God told Moses to tell his brother Aaron that the priests should say some very specific words to the people of God Numbers 6:24-26,
The Lord bless you and keep you; the Lord make his face to shine upon you and be gracious to you; the Lord lift up his countenance upon you and give you peace.
Do you see those words make his face to shine upon you and lift up his countenance upon you? I believe that is the smile of God. I believe that is the look on God’s face when he looks at me and you. Moses knew that the people of God needed a steady reminder of what God felt about them. That is also the reason I say it every Sunday at the close of our worship at my church.
What if those of us who have a covenant relationship with Jesus could be used by God as a conduit of his smile? What if God wants us to use our eyes and our smile to send the message to everyone made in the image of God that they matter to him? What if we started passing on Aaron’s blessing with our countenance and our actions in our everyday life?

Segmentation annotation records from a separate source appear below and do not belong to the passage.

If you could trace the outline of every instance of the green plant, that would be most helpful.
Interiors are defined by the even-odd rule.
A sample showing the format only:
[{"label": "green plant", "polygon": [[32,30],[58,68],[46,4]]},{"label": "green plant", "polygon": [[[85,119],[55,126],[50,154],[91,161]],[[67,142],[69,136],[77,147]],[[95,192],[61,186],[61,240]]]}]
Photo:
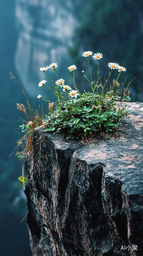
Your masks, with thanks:
[{"label": "green plant", "polygon": [[[23,136],[17,142],[17,152],[16,156],[18,160],[24,159],[24,162],[22,165],[22,176],[20,176],[18,179],[20,181],[19,186],[23,185],[23,187],[25,183],[28,181],[27,177],[24,177],[24,165],[25,157],[28,155],[30,155],[33,152],[33,134],[35,128],[39,126],[42,124],[43,121],[44,114],[43,109],[41,110],[40,106],[38,109],[35,108],[33,110],[32,108],[28,98],[23,89],[19,84],[15,77],[13,74],[10,72],[11,78],[14,80],[18,84],[25,97],[26,99],[28,107],[26,107],[23,104],[17,103],[17,108],[23,112],[27,120],[21,119],[22,124],[19,125],[19,128],[23,134]],[[21,148],[20,152],[19,149]]]},{"label": "green plant", "polygon": [[[82,54],[83,57],[87,57],[87,59],[90,78],[86,76],[84,71],[82,72],[84,77],[90,84],[90,92],[84,91],[84,93],[81,94],[78,89],[74,74],[74,71],[77,69],[75,65],[68,68],[70,72],[73,72],[75,90],[72,90],[69,86],[65,86],[64,80],[62,78],[59,79],[56,69],[58,67],[57,63],[53,63],[49,67],[40,69],[50,79],[54,88],[45,86],[45,83],[47,81],[43,80],[39,83],[38,86],[40,87],[44,86],[52,90],[58,101],[58,104],[56,105],[54,102],[42,99],[41,95],[39,95],[37,97],[39,99],[48,101],[49,107],[52,104],[49,115],[46,116],[47,120],[44,122],[45,126],[44,132],[53,133],[54,134],[62,133],[66,135],[67,139],[78,139],[95,136],[97,134],[107,135],[109,133],[112,133],[113,134],[117,134],[116,130],[118,125],[121,124],[120,122],[121,118],[128,114],[128,110],[122,107],[122,103],[125,100],[130,83],[126,92],[124,90],[122,102],[120,104],[116,104],[115,102],[118,100],[119,96],[115,93],[113,89],[118,85],[118,79],[121,73],[126,70],[116,63],[108,63],[108,67],[111,72],[109,71],[108,78],[104,84],[103,84],[101,77],[99,76],[99,60],[103,58],[103,54],[99,53],[92,56],[94,59],[98,61],[97,80],[93,80],[89,60],[89,56],[92,55],[92,52],[88,51]],[[58,78],[55,84],[46,73],[49,68],[54,70]],[[116,80],[113,80],[113,85],[110,85],[109,91],[105,93],[106,84],[109,82],[109,78],[113,70],[118,71],[117,77]],[[54,106],[55,111],[53,112]]]}]

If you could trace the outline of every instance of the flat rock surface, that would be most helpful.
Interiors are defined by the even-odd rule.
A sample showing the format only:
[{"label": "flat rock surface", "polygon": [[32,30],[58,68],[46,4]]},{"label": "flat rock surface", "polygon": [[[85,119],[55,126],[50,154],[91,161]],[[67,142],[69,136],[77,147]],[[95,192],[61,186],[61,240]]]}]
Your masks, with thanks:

When we really absorb Jesus into our core, we will be people who are marked by humility and hospitality. I’ve had more than a few saints you will never meet that have impacted my life because of their giving lifestyle. One of those men died seven days ago in my little town. He was on the search committee that brought me to my current church and a deacon in our church. His passing has left a huge hole in my heart.
But let me tell you about another deacon that changed the entire trajectory of my life some forty-six years ago.
When I moved out of my parent’s house and into my first apartment, I was assigned to his deacon family. He took that seriously. He was a strange and wonderful man. The term “geek” was not used back in the mid-seventies, but if it had it would be how I would have described my deacon. He had a pock-marked face and a bulbous nose. He was a large overweight man with narrow and sloping shoulders. When he smiled, which he did a lot, he had a gap between his front teeth.
In those days, I was in my rebellion. The only reason I attended church was that my mother said I could come to the house for Sunday dinner if I came to church. And every week it seemed she made a pot roast, rolls, and peach cobbler.
My deacon knew I was troubled. He would write me notes and tell me he prayed for me. He would seek me out when I came to church. He found out that I loved sports, so he took me to Denver Nuggets and Denver Broncos games—many times. That cost him time and money to do that. All the while I lived a prodigal life. I was living in complete defiance of Jesus. But my deacon didn’t give up on me. He kept praying and showing up in my life in any way he could think of.
Finally, through a series of God-ordained circumstances, in 1978 I rededicated my life to Jesus. Back in those days, that was a big deal. My dad always offered an altar call in the church he pastored and so I walked forward to make my decision public. The first person to grab me and hug me that Sunday was my deacon.
You will never meet him. I don’t even know if he is still alive. But that goofy, geeky, awkward deacon marked my life. He showed me the smile of God. He was the smile of God.
His name was Clinton Spearman. We named our second son Clinton.
Our culture, country, and town will be changed not through legislation, rules, and winning the culture wars. Up there will not come down here by returning to the values and lifestyles of the 40s and 50s. The Kingdom will come on earth as it is in heaven when we see people the way God sees them. I mean show up and really look at them.